Posted by: Rob at October 20, 2006 11:29 AM

Rob asks what I think of the politicization of remittances. It's true, some ridiculous things have been said about remittances to push political agendas, as when Carol Adelman makes the laughable assertion that remittances constitute part of US "foreign aid". (Immigrant families work hard for what they earn; cash they give to each other does not constitute 'charity' by us citizens, not in any sense.)

Remittances are mostly intrahousehold transfers -- within households that happen to span international borders. Those transactions should be no more politicized than any other transactions involving a private individual giving money to his/her spouse, or a parent giving money to his/her children. That's what most remittances are. If you gave some money to your kid tomorrow, what would you think if the government showed up to tell you how it should be spent, or whether or not you should have given it? Likely, you'd scoff. So why is that any different when the money must cross a border?

Posted by: Michael Clemens at October 20, 2006 04:50 PM

Owen Barder asks why people don’t worry about the Dutch disease effects of remittances (as they do about the effects of aid).

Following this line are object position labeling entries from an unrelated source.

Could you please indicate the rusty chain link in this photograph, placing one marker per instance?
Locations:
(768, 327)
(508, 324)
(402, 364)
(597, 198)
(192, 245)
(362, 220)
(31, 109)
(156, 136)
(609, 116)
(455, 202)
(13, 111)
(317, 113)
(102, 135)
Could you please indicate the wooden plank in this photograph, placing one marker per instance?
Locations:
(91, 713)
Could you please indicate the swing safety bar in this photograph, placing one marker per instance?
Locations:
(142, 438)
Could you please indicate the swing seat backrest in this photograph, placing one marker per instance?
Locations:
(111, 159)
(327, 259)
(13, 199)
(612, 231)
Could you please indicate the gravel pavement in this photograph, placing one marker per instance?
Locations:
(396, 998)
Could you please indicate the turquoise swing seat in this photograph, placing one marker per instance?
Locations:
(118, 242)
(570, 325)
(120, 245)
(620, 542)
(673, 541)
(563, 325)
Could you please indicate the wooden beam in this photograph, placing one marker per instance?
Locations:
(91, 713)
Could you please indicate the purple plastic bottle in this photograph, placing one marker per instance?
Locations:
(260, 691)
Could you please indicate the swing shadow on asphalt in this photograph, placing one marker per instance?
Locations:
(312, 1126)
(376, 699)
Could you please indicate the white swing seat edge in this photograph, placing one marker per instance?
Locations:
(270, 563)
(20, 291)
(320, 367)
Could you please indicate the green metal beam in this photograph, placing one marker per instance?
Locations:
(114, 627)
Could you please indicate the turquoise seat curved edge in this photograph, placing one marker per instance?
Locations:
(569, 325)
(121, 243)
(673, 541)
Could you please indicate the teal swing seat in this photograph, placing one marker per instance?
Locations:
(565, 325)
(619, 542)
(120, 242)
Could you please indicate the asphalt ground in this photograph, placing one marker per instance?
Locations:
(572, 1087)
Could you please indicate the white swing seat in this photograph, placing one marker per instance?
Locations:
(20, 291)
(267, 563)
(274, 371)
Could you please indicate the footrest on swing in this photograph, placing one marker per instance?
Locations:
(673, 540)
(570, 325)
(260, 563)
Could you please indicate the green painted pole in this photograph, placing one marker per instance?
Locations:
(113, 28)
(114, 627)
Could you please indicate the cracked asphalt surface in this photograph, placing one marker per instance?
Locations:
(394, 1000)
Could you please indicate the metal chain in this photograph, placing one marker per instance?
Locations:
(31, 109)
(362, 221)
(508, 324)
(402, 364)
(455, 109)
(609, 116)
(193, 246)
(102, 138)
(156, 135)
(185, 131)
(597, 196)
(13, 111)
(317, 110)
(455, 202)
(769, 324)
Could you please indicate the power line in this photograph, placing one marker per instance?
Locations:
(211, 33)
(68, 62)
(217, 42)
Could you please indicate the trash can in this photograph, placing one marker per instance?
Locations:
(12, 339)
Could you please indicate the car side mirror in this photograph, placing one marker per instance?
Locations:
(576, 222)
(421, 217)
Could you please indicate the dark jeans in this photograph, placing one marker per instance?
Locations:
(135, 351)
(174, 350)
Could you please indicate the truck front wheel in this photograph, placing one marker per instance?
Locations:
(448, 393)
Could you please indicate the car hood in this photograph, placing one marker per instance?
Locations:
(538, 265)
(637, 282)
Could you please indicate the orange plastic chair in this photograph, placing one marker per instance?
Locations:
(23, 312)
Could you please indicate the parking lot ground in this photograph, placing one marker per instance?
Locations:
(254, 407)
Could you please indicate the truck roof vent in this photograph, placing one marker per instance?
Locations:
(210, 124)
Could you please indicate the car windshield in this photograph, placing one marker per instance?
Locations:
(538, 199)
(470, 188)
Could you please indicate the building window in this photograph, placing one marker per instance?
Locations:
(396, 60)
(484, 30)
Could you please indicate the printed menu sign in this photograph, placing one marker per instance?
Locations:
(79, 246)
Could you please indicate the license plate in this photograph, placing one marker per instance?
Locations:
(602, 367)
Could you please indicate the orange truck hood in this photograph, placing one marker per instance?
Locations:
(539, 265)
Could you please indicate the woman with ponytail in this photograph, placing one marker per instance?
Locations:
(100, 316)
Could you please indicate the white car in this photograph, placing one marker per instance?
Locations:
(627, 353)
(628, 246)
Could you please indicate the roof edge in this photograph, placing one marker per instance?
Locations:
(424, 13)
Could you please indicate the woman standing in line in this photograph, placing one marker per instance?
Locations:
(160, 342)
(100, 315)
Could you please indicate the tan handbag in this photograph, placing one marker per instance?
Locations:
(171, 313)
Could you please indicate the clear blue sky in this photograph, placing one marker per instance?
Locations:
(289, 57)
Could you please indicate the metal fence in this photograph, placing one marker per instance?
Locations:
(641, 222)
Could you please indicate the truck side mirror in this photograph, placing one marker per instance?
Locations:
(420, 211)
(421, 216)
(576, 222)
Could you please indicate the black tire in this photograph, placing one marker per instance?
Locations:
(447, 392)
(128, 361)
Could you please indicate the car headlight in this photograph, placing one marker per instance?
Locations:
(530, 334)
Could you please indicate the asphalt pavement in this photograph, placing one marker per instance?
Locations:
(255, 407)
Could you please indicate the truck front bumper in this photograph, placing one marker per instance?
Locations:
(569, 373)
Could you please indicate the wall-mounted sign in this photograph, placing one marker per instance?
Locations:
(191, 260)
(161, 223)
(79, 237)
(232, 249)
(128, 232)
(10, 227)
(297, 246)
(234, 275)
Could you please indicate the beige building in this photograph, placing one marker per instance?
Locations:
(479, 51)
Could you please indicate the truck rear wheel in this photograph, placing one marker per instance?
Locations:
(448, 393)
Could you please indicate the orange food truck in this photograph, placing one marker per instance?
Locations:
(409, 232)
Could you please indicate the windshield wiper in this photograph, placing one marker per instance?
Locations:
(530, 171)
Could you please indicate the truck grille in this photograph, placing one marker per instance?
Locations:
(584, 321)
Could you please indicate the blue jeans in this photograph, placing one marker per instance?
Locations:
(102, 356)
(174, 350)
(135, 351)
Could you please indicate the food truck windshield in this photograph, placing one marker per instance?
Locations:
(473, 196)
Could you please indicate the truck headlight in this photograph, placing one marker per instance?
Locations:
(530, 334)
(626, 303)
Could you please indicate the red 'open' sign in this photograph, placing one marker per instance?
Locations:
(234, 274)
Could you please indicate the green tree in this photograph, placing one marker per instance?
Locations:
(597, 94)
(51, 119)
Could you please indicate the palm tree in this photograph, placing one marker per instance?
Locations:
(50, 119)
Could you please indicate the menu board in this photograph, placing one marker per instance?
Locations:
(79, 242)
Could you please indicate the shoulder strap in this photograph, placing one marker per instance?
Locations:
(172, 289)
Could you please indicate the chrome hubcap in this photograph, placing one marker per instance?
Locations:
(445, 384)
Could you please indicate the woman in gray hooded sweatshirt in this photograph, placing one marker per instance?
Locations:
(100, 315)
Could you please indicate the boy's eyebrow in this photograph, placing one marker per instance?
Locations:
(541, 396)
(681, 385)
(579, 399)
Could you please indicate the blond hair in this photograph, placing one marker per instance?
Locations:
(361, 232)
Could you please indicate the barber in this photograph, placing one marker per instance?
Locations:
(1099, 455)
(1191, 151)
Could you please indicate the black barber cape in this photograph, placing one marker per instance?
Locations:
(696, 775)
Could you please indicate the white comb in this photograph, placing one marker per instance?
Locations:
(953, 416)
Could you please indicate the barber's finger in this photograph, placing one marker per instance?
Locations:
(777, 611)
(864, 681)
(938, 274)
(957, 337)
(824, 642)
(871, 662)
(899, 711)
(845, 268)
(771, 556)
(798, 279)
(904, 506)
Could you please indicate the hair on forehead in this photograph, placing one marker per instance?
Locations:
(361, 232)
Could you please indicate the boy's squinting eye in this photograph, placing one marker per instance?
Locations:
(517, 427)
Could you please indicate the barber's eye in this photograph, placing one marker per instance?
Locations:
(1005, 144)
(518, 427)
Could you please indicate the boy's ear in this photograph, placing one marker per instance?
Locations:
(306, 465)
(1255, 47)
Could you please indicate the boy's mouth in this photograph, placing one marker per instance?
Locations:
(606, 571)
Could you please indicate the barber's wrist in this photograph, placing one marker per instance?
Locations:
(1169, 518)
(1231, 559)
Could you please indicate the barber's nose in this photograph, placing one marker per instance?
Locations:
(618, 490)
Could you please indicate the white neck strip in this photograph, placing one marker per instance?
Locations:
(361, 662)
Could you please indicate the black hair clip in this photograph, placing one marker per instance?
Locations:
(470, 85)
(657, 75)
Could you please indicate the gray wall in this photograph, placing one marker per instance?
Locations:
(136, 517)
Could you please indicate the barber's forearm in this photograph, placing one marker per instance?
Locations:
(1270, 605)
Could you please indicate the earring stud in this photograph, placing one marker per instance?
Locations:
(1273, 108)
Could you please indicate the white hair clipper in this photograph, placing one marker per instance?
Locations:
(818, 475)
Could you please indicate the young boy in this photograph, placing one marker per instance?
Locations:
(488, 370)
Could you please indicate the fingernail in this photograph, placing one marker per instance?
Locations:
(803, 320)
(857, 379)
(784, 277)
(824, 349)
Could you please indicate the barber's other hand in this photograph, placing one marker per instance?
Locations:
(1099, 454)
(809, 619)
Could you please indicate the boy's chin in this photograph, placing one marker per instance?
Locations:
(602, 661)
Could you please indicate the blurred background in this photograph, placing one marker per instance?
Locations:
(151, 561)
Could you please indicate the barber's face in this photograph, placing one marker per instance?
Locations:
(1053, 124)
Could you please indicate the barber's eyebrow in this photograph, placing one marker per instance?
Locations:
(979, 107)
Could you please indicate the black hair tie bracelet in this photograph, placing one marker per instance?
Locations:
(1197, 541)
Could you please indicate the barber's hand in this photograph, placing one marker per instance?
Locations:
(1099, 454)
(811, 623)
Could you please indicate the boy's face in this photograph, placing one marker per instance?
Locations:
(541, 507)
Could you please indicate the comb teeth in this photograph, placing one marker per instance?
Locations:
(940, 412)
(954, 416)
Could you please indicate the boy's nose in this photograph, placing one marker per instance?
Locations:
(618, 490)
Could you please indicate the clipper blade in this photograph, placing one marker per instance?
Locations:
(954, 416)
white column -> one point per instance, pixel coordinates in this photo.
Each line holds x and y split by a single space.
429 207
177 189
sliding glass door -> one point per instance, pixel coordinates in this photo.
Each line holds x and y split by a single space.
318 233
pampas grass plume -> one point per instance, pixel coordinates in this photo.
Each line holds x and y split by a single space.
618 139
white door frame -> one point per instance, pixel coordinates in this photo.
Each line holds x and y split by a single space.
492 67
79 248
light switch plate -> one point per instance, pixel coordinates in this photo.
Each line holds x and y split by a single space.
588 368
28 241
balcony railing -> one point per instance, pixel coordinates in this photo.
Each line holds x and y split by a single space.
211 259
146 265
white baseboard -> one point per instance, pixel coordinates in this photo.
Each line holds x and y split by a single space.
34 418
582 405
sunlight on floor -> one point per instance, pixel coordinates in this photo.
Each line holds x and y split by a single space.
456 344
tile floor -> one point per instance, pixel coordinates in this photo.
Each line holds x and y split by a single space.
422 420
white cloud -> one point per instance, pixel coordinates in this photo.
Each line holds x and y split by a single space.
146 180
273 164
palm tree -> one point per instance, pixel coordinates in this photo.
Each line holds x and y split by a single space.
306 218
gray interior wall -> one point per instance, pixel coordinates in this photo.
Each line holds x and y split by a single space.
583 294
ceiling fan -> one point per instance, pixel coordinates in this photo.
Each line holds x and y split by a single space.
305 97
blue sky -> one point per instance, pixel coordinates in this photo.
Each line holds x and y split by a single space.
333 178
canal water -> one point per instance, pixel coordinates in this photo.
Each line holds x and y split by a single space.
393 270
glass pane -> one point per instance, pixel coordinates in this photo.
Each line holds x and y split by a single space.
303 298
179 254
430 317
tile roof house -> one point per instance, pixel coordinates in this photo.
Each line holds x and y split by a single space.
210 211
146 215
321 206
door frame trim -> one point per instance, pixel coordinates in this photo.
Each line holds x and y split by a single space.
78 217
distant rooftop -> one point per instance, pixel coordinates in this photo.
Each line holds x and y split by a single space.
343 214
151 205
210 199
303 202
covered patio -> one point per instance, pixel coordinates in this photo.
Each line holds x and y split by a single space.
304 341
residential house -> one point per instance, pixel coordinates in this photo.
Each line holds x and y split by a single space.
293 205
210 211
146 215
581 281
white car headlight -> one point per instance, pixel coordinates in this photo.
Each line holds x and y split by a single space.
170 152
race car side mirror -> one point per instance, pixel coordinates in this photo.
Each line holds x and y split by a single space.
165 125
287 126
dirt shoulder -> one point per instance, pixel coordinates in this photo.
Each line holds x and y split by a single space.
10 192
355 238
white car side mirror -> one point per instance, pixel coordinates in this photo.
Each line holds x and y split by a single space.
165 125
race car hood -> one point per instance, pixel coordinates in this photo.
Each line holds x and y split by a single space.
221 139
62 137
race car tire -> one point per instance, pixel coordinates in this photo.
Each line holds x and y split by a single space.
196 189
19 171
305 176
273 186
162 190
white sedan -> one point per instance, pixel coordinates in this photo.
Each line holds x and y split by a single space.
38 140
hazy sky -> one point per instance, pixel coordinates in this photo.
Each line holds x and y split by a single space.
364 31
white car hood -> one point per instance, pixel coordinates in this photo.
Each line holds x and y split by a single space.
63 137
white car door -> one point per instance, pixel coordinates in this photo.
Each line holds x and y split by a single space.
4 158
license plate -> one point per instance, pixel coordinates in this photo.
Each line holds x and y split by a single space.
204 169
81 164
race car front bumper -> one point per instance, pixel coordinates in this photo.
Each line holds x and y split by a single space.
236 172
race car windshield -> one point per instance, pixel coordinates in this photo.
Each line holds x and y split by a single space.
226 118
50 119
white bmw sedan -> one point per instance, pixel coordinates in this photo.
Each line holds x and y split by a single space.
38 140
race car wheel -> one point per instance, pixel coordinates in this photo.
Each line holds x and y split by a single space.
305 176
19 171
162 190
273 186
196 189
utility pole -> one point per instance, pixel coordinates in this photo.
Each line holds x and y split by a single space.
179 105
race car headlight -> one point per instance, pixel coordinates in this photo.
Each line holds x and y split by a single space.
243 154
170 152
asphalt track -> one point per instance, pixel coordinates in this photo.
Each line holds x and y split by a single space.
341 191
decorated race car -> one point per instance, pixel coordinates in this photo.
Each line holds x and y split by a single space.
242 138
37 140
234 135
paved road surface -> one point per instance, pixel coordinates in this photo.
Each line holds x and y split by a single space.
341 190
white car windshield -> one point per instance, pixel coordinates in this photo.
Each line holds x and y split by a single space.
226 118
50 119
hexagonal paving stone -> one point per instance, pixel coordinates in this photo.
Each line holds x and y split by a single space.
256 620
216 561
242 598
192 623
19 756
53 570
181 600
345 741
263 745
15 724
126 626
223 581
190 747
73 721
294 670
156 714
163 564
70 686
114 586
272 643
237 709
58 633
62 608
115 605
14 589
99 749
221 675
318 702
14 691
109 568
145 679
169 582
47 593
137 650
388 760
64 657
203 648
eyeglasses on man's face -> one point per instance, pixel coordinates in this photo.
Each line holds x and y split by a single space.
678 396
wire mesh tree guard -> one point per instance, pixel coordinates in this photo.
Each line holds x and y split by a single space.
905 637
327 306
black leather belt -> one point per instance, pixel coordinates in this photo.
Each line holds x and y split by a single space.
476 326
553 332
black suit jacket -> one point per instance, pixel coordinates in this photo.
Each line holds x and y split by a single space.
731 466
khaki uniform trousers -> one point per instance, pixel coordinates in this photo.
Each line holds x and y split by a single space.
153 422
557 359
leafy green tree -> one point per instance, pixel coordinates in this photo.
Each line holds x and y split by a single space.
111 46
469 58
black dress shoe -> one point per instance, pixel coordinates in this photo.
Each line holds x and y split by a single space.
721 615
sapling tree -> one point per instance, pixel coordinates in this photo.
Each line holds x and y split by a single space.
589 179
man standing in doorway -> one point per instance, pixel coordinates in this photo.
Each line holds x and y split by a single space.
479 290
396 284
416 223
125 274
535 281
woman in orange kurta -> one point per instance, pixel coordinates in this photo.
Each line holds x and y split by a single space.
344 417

In a paper testing the effects of both, Rajan and Subramanian (http://www.imf.org/external/pubs/ft/wp/2005/wp05126.pdf) report that the in contrast to aid transfers, which do seem to matter for their measure of competitiveness, remittances don't. They suggest two possible reasons. One is that remittances may not increase the demand for scarce skills as aid does (for people to manage aid programs, for example) but instead increase demand for unskilled labor (in construction, for example). The second is that migrants send less home in cash if the exchange rate at home is overvalued, and indeed they find that remittances flows are lower, all other things the same, to countries with overvalued exchange rates (where remittance income will buy relatively less). That's interesting. The latter suggests that the fundamentals Michael Clemens refers to are likely to be reasonably sound in countries where remittances persist over many years. The bottom line may be, as Michael suggests, that there is no reason to believe that remittance income will be spent differently than other income, and that where it is spent almost entirely on consumption that reflects some combination of the poverty of the recipients and the absence of good investment opportunities.

Posted by: Nancy Birdsall at October 23, 2006 03:26 PM

Rob, what Michael is also too polite to say is, that you are right about Dobbs - he is a hack and an embarrassment to CNN. There are good questions to be asked about immigration, outsourcing, etc but Dobbs is just knuckledragging stuff.